D.C: Quand je jouais à Tampa, après qu’on ait gagné le championnat, Didier Rose est venu me voir. Mais à ce moment, il ne parlait pas un mot d’anglais. (Là, bruyante interruption de séance. Le temps que Don rappelle au calme Earnie, un jeune chiot chow-chow de 3 mois qui batifole dans la pièce. Nouvel éclat de rire…) Et il a essayé de m’expliquer que je pouvais me faire des centaines de milliers de dollars en France. Mais je me disais qu’il n’était pas trop crédible. Il est revenu l’année d’après. Il parlait à peine mieux, et il avait un interprète. Et il m’a dit les mêmes choses. Et moi je me disais: « Mmmh… ce type… je sais pas trop… J’y croyais pas vraiment…. » Et ma dernière année de CBA, il est revenu. Seul cette fois. Et on a pu enfin se parler. Lentement, mais on se comprenait à peu près. Je me suis dit que j’avais gagné deux titres de CBA, été meilleur marqueur de la ligue pendant mes trois saisons, et élu MVP. Il n’y avait plus grand chose que je puisse encore faire ici. Je me suis dit « Don, tente ta chance maintenant »… Et j’ai signé avec lui. Je suis venu visiter Limoges à l’occasion du premier All-Star Game. J’ai rencontré Clarence, et les autres. Ils m’ont demandé ensuite de jouer un match amical avec l’équipe, parce qu’ils n’avaient pas vu de cassette sur moi… OK. Je joue, et je marque 48 points. Mais ça ne suffisait pas. Ils ont voulu que j’en joue un autre. OK. Je joue encore, et j’ai dû marquer 50-52 points. Je leur ai dit: « bon, je suis prêt à signer maintenant, qu’est-ce qu’on attend? »… Ils n’étaient pas vraiment décidés. Alors je leur ai dit que je ne jouerai pas un match de plus, et que j’étais prêt à repartir aux Etats-Unis le lendemain. Que j’étais juste venu pour signer, et rien d’autre. Ils ont appelé le président, et ils m’ont finalement fait signer.
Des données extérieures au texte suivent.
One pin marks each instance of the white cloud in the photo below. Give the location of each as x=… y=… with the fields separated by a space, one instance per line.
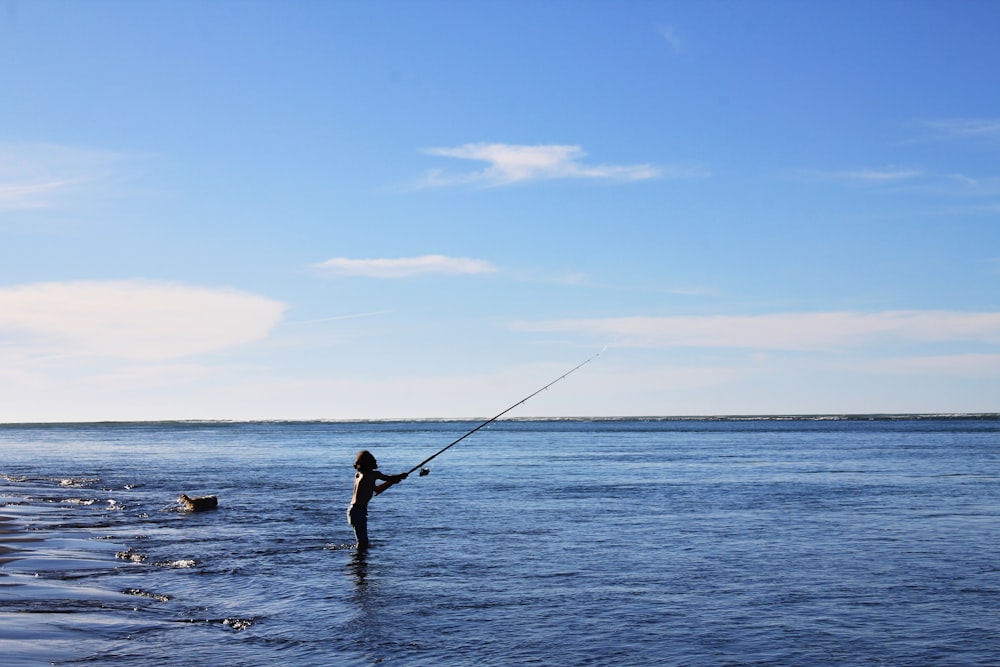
x=669 y=33
x=967 y=128
x=406 y=267
x=41 y=176
x=511 y=163
x=873 y=175
x=952 y=365
x=132 y=320
x=789 y=331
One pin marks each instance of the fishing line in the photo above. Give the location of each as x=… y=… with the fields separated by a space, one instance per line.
x=424 y=471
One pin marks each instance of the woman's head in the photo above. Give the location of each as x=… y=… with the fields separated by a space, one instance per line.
x=365 y=461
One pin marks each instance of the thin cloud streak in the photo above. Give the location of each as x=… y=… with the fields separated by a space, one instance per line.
x=966 y=128
x=870 y=176
x=131 y=320
x=513 y=163
x=405 y=267
x=788 y=331
x=40 y=176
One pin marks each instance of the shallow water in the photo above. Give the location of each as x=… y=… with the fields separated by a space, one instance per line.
x=555 y=542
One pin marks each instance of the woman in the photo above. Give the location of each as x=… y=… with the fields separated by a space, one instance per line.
x=365 y=487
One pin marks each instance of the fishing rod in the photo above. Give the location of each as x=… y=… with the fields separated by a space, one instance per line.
x=424 y=471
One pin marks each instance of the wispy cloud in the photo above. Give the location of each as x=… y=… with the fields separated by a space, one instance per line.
x=406 y=267
x=131 y=320
x=670 y=35
x=36 y=176
x=966 y=128
x=865 y=176
x=512 y=163
x=786 y=331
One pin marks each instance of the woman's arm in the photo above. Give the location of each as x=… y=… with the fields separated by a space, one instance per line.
x=389 y=481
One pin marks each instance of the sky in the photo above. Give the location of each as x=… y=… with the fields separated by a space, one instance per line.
x=427 y=209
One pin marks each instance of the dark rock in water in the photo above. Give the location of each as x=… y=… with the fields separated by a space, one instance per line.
x=198 y=503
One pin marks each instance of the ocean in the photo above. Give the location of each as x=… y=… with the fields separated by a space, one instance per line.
x=754 y=541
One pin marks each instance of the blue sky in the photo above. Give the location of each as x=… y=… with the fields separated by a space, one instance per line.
x=271 y=210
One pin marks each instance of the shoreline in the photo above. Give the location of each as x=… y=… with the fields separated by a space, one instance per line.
x=833 y=416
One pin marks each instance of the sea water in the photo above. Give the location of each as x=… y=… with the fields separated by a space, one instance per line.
x=574 y=542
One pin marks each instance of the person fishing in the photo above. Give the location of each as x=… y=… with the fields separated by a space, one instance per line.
x=366 y=486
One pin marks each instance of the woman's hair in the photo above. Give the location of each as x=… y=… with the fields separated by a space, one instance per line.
x=365 y=461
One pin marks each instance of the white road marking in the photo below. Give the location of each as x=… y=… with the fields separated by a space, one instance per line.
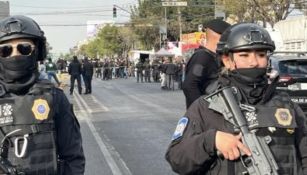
x=86 y=115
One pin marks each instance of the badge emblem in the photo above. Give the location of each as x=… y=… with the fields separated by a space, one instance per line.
x=182 y=123
x=283 y=116
x=40 y=109
x=290 y=130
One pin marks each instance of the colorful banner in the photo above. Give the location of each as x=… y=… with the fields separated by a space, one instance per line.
x=192 y=40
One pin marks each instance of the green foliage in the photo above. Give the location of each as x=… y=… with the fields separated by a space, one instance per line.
x=108 y=42
x=270 y=11
x=148 y=16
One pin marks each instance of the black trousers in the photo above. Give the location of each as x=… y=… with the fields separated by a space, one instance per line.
x=72 y=83
x=88 y=83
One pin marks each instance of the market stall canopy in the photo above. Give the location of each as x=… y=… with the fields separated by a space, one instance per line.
x=164 y=52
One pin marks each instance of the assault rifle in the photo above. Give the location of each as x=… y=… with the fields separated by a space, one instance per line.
x=6 y=168
x=261 y=162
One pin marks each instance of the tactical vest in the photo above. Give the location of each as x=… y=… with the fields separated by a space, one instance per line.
x=275 y=119
x=27 y=124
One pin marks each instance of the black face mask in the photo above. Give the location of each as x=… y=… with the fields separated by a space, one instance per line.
x=17 y=68
x=252 y=82
x=250 y=76
x=18 y=73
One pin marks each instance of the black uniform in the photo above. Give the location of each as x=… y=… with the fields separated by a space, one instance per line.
x=193 y=151
x=39 y=132
x=75 y=70
x=88 y=71
x=200 y=70
x=139 y=72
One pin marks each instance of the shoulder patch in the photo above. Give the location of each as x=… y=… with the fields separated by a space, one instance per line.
x=181 y=125
x=283 y=116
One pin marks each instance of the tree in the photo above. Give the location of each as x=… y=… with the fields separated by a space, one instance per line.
x=148 y=16
x=270 y=11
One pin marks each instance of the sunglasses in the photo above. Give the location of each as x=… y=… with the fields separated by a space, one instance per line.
x=23 y=48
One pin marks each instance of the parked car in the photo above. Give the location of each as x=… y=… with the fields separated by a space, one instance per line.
x=292 y=69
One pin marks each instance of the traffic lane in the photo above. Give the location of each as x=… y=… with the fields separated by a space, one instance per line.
x=141 y=140
x=95 y=161
x=139 y=123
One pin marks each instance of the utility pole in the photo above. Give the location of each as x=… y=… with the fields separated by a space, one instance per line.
x=165 y=17
x=179 y=21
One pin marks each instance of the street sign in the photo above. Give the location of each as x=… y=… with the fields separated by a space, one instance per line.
x=174 y=3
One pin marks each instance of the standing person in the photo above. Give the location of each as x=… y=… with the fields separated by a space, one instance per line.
x=51 y=70
x=155 y=71
x=139 y=71
x=202 y=67
x=42 y=70
x=88 y=71
x=170 y=74
x=147 y=70
x=36 y=114
x=268 y=114
x=75 y=70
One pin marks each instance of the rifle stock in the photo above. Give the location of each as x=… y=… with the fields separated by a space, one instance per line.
x=261 y=162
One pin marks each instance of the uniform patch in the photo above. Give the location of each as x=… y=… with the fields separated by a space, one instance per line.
x=283 y=116
x=290 y=130
x=182 y=123
x=40 y=109
x=6 y=113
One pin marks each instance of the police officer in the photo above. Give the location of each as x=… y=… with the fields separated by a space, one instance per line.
x=202 y=67
x=203 y=132
x=88 y=72
x=139 y=70
x=75 y=71
x=39 y=132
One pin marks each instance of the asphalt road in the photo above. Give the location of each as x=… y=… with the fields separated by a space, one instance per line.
x=127 y=126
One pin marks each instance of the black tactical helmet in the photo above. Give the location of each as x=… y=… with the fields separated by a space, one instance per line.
x=19 y=26
x=244 y=36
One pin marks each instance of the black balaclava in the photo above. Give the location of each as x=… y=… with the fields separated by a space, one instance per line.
x=18 y=73
x=252 y=82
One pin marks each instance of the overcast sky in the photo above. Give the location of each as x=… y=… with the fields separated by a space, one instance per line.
x=64 y=21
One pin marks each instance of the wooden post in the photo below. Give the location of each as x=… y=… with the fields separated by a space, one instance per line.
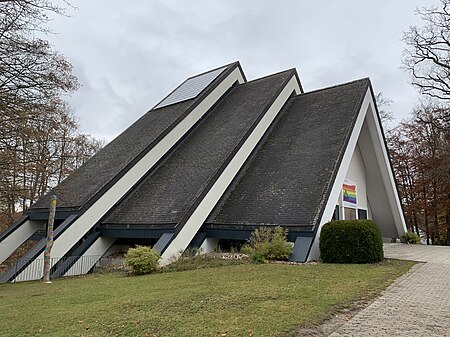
x=48 y=247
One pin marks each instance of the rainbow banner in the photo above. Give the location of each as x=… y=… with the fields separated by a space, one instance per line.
x=349 y=192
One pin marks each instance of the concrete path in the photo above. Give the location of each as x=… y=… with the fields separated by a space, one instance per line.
x=419 y=253
x=418 y=304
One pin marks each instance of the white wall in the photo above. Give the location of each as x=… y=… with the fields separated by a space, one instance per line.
x=357 y=174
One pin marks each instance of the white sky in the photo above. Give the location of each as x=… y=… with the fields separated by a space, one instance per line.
x=128 y=55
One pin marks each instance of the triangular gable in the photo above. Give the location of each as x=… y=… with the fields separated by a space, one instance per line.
x=382 y=194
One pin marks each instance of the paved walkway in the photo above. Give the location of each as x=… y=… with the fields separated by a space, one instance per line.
x=419 y=253
x=418 y=304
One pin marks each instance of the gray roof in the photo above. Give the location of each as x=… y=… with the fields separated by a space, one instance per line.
x=171 y=190
x=110 y=163
x=288 y=179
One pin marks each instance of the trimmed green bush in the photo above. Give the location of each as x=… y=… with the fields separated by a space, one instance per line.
x=411 y=237
x=142 y=260
x=351 y=241
x=267 y=243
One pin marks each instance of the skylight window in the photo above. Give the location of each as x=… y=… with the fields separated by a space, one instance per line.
x=190 y=88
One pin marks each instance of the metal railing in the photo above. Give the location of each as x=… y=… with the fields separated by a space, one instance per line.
x=28 y=270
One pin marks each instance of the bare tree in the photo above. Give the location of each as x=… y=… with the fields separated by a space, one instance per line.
x=427 y=55
x=420 y=152
x=40 y=141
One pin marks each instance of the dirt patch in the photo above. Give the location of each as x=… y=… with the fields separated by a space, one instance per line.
x=338 y=318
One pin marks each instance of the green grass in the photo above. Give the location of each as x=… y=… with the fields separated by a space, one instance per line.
x=269 y=300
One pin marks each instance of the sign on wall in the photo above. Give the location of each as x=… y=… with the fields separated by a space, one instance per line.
x=349 y=193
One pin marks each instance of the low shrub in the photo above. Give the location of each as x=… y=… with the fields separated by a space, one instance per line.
x=411 y=237
x=202 y=261
x=142 y=260
x=267 y=243
x=351 y=241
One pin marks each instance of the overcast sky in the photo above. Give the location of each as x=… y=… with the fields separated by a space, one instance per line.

M-B: Et puis tes débuts n’ont pas été évidents…

D.C.: J’avais très peur de revenir. Et puis finalement, ça n’a pas été aussi mauvais que je le craignais. La plupart de mes coéquipiers parlaient bien l’anglais, et ça a rendu mon adaptation beaucoup plus facile. Alors je me suis battu au début pour que les gens m’aiment, qu’ils m’apprécient. Au lieu de jouer mon basket comme j’en avais l’habitude, j’essayais de tout faire bien, de ne faire aucune erreur, et… je faisais tout de travers. Finalement, après 3 ou 4 matches, je me suis dit « Don, joue ton basket comme tu sais. S’ils n’apprécient pas, et bien, tu n’auras qu’à rentrer à la maison.… » Et tout s’est remis en place, j’ai trouvé ma place dans l’équipe, et on a gagné…

M-B: Tout gagné, oui. Même le titre de meilleur Américain du championnat. Penses-tu réellement être aujourd’hui le meilleur Américain en France?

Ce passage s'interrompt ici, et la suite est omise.